De plus, certains centres de données nécessitent d'énormes quantités d'eau pour refroidir les serveurs, ce qui accroit la pression sur les sources d'eau et pollue les nappes phréatiques. Lors des journées chaudes, un seul centre de données peut utiliser des millions de litres d'eau. Selon une étude, les centres de données pour l'IA pourraient consommer une quantité d'eau phénoménale d'ici à 2027, soit environ 6 435 milliards de litres d’eau dans le monde.
Selon les observateurs, peu d'endroits illustrent cette tension aussi clairement que la Géorgie, l'un des marchés des centres de données qui connaît la croissance la plus rapide aux États-Unis et dans le monde. Les centres de données sont accusés de polluer les nappes phréatiques dans les zones rurales de l'État.
Conclusion
Le rapport de Google élargit davantage les connaissances sur l'utilisation des ressources par l'IA. Il fait suite à la pression croissante exercée récemment sur les entreprises pour qu'elles divulguent davantage d'informations sur l'impact énergétique de cette technologie. Selon le rapport, l'empreinte énergétique et carbone totale du prompt textuel médian des applications Gemini a diminué respectivement de 33 et 44 fois au cours de l'année écoulée.

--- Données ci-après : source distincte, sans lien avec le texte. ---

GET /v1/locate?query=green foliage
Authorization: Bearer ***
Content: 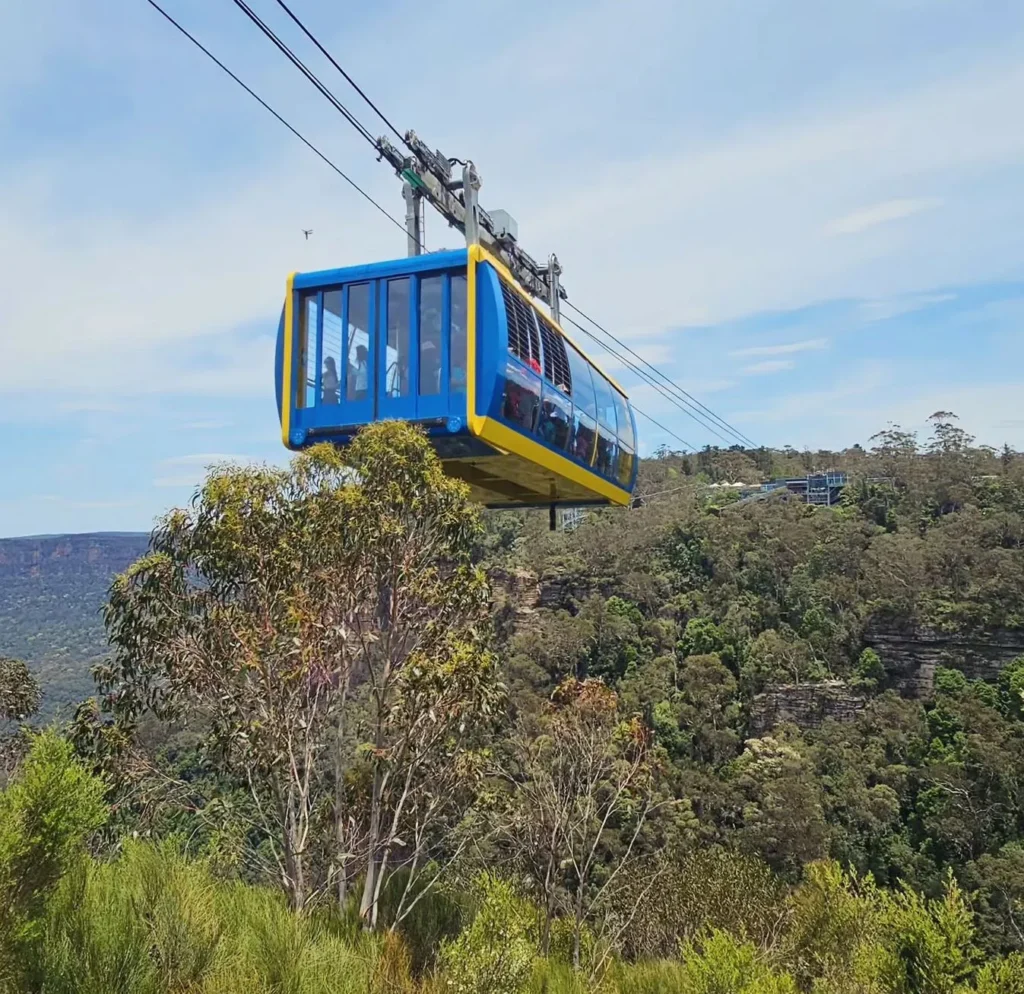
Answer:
[850,649,886,690]
[682,930,797,994]
[0,731,106,989]
[6,412,1024,994]
[0,656,40,722]
[438,874,538,994]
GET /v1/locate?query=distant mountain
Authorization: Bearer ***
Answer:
[0,532,148,715]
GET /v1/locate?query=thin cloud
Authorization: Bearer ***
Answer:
[740,359,797,376]
[825,198,942,234]
[729,338,828,359]
[860,294,956,321]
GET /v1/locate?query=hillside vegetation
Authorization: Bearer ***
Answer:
[0,413,1024,994]
[0,533,148,716]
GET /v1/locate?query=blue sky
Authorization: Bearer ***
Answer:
[0,0,1024,535]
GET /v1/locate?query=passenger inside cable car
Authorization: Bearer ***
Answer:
[278,246,636,507]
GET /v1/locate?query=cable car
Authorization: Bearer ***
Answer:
[276,244,637,508]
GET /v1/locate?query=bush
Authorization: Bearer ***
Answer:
[438,874,538,994]
[0,732,106,990]
[682,930,797,994]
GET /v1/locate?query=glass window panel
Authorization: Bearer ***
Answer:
[569,407,597,466]
[611,387,636,449]
[502,361,541,432]
[565,344,597,419]
[594,426,618,479]
[537,387,572,450]
[384,276,410,397]
[420,276,444,397]
[321,290,341,404]
[345,283,370,400]
[451,273,467,393]
[295,292,317,407]
[594,370,615,435]
[618,443,636,487]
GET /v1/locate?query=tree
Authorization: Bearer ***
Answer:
[0,656,41,785]
[97,422,498,925]
[497,679,656,969]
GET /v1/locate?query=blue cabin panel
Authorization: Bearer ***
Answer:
[275,249,637,507]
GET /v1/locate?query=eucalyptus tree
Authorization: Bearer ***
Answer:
[97,422,500,925]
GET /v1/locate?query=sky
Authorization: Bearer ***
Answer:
[0,0,1024,535]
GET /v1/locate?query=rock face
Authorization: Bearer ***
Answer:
[751,623,1024,735]
[864,624,1024,697]
[750,680,867,737]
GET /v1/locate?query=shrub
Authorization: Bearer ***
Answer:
[438,874,538,994]
[0,732,106,990]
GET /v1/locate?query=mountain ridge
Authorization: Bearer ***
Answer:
[0,531,150,717]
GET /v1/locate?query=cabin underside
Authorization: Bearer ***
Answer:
[442,452,608,507]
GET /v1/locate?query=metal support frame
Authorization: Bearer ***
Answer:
[377,131,593,530]
[377,131,566,307]
[401,180,424,256]
[548,252,562,325]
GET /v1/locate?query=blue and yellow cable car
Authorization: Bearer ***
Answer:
[276,239,637,508]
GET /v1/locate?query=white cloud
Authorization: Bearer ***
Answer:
[825,198,942,234]
[739,359,797,376]
[729,338,828,358]
[860,293,956,321]
[161,452,249,469]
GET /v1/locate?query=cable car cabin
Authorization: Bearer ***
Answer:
[276,246,637,507]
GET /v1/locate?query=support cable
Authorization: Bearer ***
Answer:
[563,315,730,448]
[565,300,759,448]
[146,0,406,239]
[226,0,377,149]
[146,0,737,450]
[278,0,406,142]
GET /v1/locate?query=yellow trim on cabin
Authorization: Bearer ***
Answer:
[281,272,296,448]
[480,418,630,505]
[473,246,629,400]
[466,245,484,436]
[466,245,630,504]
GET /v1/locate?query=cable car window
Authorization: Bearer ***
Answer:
[565,344,597,419]
[618,442,635,487]
[537,386,572,451]
[321,290,341,404]
[420,276,444,397]
[594,425,617,479]
[384,276,410,397]
[345,283,370,400]
[569,407,597,466]
[502,361,541,432]
[594,370,615,435]
[611,387,637,448]
[538,317,572,396]
[499,279,541,375]
[450,273,466,393]
[295,292,318,407]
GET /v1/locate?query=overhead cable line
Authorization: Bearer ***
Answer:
[146,0,406,239]
[278,0,406,141]
[146,0,733,450]
[562,314,730,448]
[234,0,377,148]
[565,300,759,448]
[630,403,696,451]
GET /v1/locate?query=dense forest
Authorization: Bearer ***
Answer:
[0,412,1024,994]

Cependant, il y a encore des détails que Google ne partage pas dans ce rapport. L'une des principales interrogations concerne le nombre total de requêtes que Gemini reçoit chaque jour, ce qui permettrait d'estimer la demande énergétique totale de l'outil d'IA. En fin de compte, c'est toujours l'entreprise qui décide quelles informations partager, quand et comment. Les experts appellent à des législations qui exigeraient la divulgation de ces données.